Os mortos não tem mais necessidades humanas. Não é mais preciso comer, dormir ou trabalhar. Mas eles ainda tem hábitos. Muitos vagam a esmo pelas ruas, como uma pantomina do que eles faziam em vida (da casa para o metrô, do metrô para o trabalho). Outros se reúnem no que um dia foram bares, ainda que seja apenas para dividir uma bituca de baseado, ou saborear o restinho de gim numa garrafa que foi encontrada intacta. Essas relíquias valem muito.
Todos aqueles que, em vida, faziam e amavam a arte (qualquer tipo de arte), se reúnem no Teatro. Ninguém sabe que nome ele teve, nem mesmo em que cidade havia sido originalmente construído. Mas como é o único da Cidade e tem características de vários estilos arquitetônicos, alguns moradores desconfiam que seja um pouco de todos os teatros que já morreram.
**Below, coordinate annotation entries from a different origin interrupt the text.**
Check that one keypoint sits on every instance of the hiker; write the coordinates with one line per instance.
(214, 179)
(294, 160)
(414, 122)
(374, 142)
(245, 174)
Talvez a cada vez que um teatro no mundo dos vivos seja transformado em um estacionamento ou igreja, o Teatro ganhe mais uma fileira de cadeiras, camarotes e camarins ou apareça mais uma portinhola para um corredor secreto.
Se alguém entrar no Teatro, a qualquer momento da noite sem fim, irá ver pessoas falando baixinho. Alguns em grupinhos nos corredores, outros solitários na plateia (todos devotam uma reverência àquele local e, embora não existam regas escritas, elevar a voz é um desrespeito). O palco costuma ser ocupado por várias trupes vestidas com figurinos incompletos, ensaiando e repassando textos. Dificilmente um texto moderno, são mais comuns peças antigas de civilizações mortas. Ocasionalmente o palco é liberado e usado para uma apresentação em si e, quando acontece, é apenas um trecho da peça, faltando o final ou alguma parte chave para a história. É raro que algum diretor apareça com um texto próprio. Quando isso acontece, é um texto ainda não terminado, que já foi reescrito mil vezes e necessita de mais e mais revisões. Os mortos não são conhecidos por criarem coisas.
Mas todas essas pessoas se reúnem ali. E ali saciam sua fome de contato humano. Pode ser apenas um olhar, uma troca de palavras sussurradas, ou até mesmo a companhia em silêncio.